El pasillo es largo y estrecho. Caminan cabizbajos pero no inseguros. Se circunscriben al ámbito preciso de dejar un metro libre a su alrededor, y nunca caminan solos. Avanzan estas huestes atemporales en rigurosa procesión, a escasos centímetros entre sí y desmesurados abismos entre todos.
Veo muchas canas, múltiples miopías y pocos flequillos descontrolados. Porque el agua no sale nunca de su cauce, y es evidente que lo hay. Aunque no tenga bordes y sí complejos pedregales, la conducción es sosegada pero no abstracta; apenas requiere más meditación, está ya bien meditada.
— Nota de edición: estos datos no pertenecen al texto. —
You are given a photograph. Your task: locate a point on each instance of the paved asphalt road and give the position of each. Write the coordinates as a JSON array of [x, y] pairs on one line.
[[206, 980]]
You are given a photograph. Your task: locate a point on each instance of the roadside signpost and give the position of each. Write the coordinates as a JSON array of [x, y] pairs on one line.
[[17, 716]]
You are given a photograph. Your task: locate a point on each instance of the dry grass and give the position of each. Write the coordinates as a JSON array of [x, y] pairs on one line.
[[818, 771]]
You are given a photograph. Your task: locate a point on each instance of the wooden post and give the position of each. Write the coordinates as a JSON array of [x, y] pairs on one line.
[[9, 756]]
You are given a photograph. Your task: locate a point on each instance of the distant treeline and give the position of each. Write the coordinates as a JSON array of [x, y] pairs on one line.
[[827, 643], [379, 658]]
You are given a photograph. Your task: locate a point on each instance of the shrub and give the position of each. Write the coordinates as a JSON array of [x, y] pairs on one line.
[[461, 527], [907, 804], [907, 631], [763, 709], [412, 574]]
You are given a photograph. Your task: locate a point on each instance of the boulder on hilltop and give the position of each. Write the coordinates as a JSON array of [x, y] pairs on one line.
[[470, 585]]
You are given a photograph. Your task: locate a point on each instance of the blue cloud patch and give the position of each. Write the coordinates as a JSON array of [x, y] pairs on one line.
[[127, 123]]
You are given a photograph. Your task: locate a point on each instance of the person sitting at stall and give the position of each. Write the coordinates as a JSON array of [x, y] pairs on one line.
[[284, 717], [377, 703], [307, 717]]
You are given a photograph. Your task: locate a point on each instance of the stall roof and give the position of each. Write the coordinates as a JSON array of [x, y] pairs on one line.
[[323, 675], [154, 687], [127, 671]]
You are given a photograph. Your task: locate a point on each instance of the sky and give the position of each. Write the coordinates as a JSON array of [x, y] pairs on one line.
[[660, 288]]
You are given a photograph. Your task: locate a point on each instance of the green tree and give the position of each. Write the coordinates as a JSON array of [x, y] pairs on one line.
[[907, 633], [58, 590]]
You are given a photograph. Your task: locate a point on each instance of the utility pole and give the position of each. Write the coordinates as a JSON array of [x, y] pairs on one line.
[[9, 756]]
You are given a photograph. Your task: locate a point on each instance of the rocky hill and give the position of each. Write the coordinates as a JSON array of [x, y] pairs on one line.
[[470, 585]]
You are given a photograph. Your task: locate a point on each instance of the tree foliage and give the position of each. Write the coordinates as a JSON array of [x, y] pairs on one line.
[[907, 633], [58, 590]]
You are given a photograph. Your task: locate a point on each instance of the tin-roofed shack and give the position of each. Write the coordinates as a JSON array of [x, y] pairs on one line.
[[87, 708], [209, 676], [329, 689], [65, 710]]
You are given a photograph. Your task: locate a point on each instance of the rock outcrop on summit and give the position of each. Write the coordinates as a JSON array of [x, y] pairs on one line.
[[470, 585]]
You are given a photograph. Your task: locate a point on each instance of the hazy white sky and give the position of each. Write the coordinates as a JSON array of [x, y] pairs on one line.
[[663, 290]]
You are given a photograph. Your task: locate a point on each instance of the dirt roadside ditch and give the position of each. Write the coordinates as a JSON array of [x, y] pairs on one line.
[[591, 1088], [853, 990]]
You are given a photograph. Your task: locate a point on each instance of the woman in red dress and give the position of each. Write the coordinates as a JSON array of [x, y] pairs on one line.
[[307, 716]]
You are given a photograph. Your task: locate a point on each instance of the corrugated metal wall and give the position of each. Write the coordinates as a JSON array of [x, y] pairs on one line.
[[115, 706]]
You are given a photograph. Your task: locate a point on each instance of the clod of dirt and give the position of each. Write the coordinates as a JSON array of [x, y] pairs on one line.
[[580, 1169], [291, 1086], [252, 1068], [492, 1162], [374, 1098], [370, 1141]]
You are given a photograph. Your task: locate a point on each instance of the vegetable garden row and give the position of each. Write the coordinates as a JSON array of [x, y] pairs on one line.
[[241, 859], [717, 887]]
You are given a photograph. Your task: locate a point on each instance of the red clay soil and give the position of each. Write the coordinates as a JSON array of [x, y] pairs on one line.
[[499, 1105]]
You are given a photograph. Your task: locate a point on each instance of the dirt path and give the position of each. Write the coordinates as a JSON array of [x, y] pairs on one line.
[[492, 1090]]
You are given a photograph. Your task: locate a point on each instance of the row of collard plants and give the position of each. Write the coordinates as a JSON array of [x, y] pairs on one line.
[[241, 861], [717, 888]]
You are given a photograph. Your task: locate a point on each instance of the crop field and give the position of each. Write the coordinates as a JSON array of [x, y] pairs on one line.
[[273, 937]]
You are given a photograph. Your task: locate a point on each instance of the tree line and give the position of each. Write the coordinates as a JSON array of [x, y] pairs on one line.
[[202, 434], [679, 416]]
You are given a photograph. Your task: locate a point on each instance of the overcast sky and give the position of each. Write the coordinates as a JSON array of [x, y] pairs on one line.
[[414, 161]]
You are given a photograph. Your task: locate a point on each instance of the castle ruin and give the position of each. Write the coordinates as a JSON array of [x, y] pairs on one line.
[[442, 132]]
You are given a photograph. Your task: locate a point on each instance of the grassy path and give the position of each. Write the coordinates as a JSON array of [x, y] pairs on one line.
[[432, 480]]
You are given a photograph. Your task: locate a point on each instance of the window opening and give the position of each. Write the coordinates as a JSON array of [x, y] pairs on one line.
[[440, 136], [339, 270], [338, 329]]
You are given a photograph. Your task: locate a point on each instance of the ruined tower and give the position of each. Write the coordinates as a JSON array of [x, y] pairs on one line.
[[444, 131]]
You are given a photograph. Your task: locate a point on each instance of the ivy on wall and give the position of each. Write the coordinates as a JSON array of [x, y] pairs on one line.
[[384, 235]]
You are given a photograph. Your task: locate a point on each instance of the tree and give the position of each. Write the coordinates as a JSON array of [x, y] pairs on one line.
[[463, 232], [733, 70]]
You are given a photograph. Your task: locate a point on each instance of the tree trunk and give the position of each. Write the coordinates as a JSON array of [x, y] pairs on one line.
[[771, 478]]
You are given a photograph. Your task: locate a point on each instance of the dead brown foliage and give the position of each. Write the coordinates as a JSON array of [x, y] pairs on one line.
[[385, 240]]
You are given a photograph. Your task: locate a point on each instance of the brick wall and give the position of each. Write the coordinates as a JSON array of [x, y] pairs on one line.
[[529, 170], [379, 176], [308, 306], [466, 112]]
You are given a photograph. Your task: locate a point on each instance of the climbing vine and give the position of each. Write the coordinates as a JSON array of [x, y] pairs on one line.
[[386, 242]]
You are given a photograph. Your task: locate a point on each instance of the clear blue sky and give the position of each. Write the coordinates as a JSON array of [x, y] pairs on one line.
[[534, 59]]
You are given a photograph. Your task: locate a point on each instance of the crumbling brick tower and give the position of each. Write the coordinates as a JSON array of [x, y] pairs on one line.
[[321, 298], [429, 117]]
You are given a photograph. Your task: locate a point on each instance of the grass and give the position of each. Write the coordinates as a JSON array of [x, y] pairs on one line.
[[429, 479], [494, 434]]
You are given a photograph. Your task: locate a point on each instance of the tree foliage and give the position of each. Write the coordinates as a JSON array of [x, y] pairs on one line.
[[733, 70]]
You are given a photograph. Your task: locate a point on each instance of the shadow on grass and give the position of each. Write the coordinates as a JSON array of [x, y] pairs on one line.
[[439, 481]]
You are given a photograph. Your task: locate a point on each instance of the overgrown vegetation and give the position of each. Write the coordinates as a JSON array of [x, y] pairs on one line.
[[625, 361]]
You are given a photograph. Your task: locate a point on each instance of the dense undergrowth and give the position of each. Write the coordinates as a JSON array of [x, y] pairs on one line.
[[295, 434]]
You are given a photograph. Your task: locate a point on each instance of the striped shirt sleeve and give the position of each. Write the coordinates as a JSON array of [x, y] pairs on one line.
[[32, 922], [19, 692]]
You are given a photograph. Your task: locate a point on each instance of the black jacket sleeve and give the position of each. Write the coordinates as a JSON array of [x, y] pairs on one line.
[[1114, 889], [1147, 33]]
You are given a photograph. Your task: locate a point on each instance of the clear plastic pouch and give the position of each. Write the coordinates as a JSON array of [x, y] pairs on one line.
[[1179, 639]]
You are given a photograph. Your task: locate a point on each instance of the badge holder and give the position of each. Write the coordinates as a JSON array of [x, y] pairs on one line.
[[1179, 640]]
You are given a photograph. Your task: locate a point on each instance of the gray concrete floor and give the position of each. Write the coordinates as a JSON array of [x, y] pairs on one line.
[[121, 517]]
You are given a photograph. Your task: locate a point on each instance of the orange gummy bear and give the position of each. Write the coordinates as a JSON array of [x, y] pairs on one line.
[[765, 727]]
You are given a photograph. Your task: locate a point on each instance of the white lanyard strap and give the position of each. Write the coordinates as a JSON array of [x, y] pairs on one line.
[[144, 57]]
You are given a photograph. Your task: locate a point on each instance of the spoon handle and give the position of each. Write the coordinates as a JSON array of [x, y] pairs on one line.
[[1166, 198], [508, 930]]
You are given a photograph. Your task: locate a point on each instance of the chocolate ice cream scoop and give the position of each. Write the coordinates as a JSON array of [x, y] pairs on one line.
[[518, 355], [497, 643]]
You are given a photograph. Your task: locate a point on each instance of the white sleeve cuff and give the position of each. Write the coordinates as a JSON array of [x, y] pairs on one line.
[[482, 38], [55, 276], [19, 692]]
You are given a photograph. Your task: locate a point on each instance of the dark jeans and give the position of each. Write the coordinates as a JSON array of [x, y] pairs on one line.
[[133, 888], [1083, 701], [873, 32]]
Llevan la sabiduría impresa. Las larguísimas discusiones, el profundo halo de aquiescencia es lo único que sale al exterior. Los largos años de quehaceres e impregnación osmótica de sabiduría se expresan en recónditos mensajes. Construyen admiración, se afanan en divulgarla sin más exceso aparente que el murmullo sumiso y reclamante de la pervivencia en el tiempo.
A su lado otras muchas figuras se convierten en anónimas. Se torna anónimo el especialista que debe dejar su trabajo apenas cumplidos los cincuenta mientras alguien le susurra al oído que se ha hecho mayor. Se vuelve invisible el empleado cuyo pecado de longevidad se resume en confiar en que hizo algo bueno por su empresa y no prever la deslealtad. Se convierte definitivamente en niebla la mujer que saltó de trabajo en trabajo apenas convertida en mano de obra barata pero siempre útil. Y en la confusión, algunos hasta incluso realizan esfuerzos supremos intentando que dejen de contar todos y cada uno en las estadísticas; se ve que molesta tanto cero añadido al gasto social y a las pensiones por alcanzar.
Aunque parezca mentira, hablo del mismo mundo, el que hemos construido, y algunos, por desgracia muy poderosos, se empeñan en convertir en piedra angular del evidente retroceso que vivimos. Hablo de esta atmósfera hipócrita de venerables mayores que mantienen el timón en la institución más vieja del mundo, la Iglesia católica, mientras el resto del mundo se estremece por el crecimiento del hambre y el abismo entre clases sociales. Y me refiero también a esos taimados empresarios que expresan sus dudas sobre la validez de las personas mientras se aplican en poner sus costosísimas firmas en un ERE cualquiera.
Y es que algo no cuadra. Si la organización más antigua del mundo se mantiene rica y poderosa manejada por septua y octogenarios, si todavía nadie ha visto que un consejo de administración de ninguna gran empresa decrete para sí mismo un ERE por pasar de los sesenta, si la media de los políticos con cargo quisieran poder volver a cumplir los cincuenta, a cuento de qué esos mismos hipócritas intentan convencer a la sociedad de la conveniencia de descartar las opciones profesionales de las personas apenas llegan a la recta final de los cuarenta. Hay muchas respuestas posibles pero hoy escojo una muy fácil de entender: “antes de que alguien piense que sobro yo, es mejor que utilice mi poder para convencerte de que sobras tú”.